L'accord conclu entre les partenaires sociaux au mois de mars sur le financement des régimes complémentaire pourrait ainsi faire école. Il prévoit notamment une désindexation des pensions complémentaires qui ne seront plus revalorisées qu'en fonction de l'inflation, moins 1 point de pourcentage sur la période 2013-2015, contre une prise en compte de la hausse des prix dans son intégralité auparavant.

Une mesure de désindexation temporaire équivalente pour l'ensemble des pensions se traduirait par une économie de 2,5 milliards d'euros en 2014 et en 2015, estime Exane BNP Paribas. L'exclusion des "petites retraites" d'un tel dispositif, que le gouvernement s'est engagé à mettre en oeuvre s'il était appliqué, en réduirait toutefois le bénéfice.

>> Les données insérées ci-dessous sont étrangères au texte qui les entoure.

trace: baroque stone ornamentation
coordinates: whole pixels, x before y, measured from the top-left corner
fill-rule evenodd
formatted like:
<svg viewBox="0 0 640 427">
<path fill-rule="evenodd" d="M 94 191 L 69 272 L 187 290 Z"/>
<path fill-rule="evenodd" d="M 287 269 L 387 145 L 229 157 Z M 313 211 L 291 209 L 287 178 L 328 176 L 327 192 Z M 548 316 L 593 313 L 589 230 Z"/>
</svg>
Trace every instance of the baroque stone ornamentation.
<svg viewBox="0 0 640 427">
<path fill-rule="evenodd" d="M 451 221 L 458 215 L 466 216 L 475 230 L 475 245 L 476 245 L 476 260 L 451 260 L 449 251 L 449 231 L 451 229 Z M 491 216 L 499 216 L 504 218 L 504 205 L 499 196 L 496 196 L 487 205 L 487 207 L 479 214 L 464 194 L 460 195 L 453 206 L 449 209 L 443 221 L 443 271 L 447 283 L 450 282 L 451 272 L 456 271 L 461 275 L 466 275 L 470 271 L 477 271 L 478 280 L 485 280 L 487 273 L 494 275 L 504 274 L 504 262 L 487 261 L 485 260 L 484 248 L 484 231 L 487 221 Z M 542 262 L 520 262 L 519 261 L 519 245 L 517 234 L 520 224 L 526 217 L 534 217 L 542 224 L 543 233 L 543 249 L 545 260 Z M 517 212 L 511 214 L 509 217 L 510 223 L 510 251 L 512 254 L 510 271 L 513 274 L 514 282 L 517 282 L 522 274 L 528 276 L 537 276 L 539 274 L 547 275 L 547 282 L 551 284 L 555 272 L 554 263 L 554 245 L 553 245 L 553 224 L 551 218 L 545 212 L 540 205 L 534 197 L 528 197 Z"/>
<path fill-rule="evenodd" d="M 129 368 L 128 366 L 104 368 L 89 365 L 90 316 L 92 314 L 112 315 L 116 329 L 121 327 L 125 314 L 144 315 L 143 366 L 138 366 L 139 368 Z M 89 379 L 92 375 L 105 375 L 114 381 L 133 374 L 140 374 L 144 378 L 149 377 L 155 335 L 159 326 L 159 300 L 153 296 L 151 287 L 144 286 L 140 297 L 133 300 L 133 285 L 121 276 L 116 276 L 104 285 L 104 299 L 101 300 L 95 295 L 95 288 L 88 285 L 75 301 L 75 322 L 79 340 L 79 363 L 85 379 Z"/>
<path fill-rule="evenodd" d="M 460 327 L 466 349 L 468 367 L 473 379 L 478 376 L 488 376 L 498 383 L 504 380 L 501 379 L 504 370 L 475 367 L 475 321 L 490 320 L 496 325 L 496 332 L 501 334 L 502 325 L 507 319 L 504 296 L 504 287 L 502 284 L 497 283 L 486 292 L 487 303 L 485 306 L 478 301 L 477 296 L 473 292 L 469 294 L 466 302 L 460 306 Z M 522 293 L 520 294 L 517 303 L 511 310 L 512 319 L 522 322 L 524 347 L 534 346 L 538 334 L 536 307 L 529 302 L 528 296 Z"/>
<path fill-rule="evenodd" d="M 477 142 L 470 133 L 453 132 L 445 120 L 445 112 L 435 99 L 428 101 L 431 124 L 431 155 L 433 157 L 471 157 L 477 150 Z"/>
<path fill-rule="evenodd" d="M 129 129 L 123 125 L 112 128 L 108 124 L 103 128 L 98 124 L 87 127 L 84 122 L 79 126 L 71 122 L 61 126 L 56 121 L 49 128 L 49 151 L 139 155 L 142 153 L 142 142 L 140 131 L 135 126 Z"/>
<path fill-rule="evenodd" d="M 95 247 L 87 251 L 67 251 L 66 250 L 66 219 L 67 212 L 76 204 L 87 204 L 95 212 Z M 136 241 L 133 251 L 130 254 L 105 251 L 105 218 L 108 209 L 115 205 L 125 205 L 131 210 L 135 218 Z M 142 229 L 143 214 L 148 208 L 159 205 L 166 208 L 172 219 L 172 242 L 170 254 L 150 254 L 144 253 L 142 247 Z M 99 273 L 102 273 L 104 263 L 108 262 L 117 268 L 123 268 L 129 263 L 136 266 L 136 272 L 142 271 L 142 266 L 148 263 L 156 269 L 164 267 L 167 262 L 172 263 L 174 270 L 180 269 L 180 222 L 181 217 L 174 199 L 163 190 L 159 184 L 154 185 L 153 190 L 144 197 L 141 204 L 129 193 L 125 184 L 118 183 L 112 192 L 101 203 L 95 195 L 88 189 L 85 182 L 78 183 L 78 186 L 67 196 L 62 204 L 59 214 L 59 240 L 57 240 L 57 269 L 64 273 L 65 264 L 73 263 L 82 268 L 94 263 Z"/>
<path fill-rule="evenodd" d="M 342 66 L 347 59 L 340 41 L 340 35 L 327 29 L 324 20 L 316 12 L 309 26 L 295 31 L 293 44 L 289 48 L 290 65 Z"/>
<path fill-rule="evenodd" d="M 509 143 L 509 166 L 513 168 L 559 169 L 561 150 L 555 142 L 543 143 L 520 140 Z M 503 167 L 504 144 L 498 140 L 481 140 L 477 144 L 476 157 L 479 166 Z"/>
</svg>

La désindexation des retraites permettrait aussi de corriger les inégalités intergénérationnelles qu'entretient le régime de retraite. D'autres mesures comme une harmonisation de la fiscalité des revenus et des prélèvements sociaux entre actifs et retraités y contribueraient aussi tout en facilitant la résorption des déficits.

Le revenu médian des personnes âgées de 65 ans et plus est en effet supérieur à celui du reste de la population, soulevant d'évidentes questions d'équité entre classes d'âge alors que le taux chômage des jeunes atteint des sommets à près de 26%.

Le poids électoral des seniors, dont le taux de participation aux élections est plus élevés que la moyenne de la population, peut toutefois entraver ces réformes à quelques mois de deux scrutins à risque pour le gouvernement, les élections municipales et européennes prévues au printemps prochain.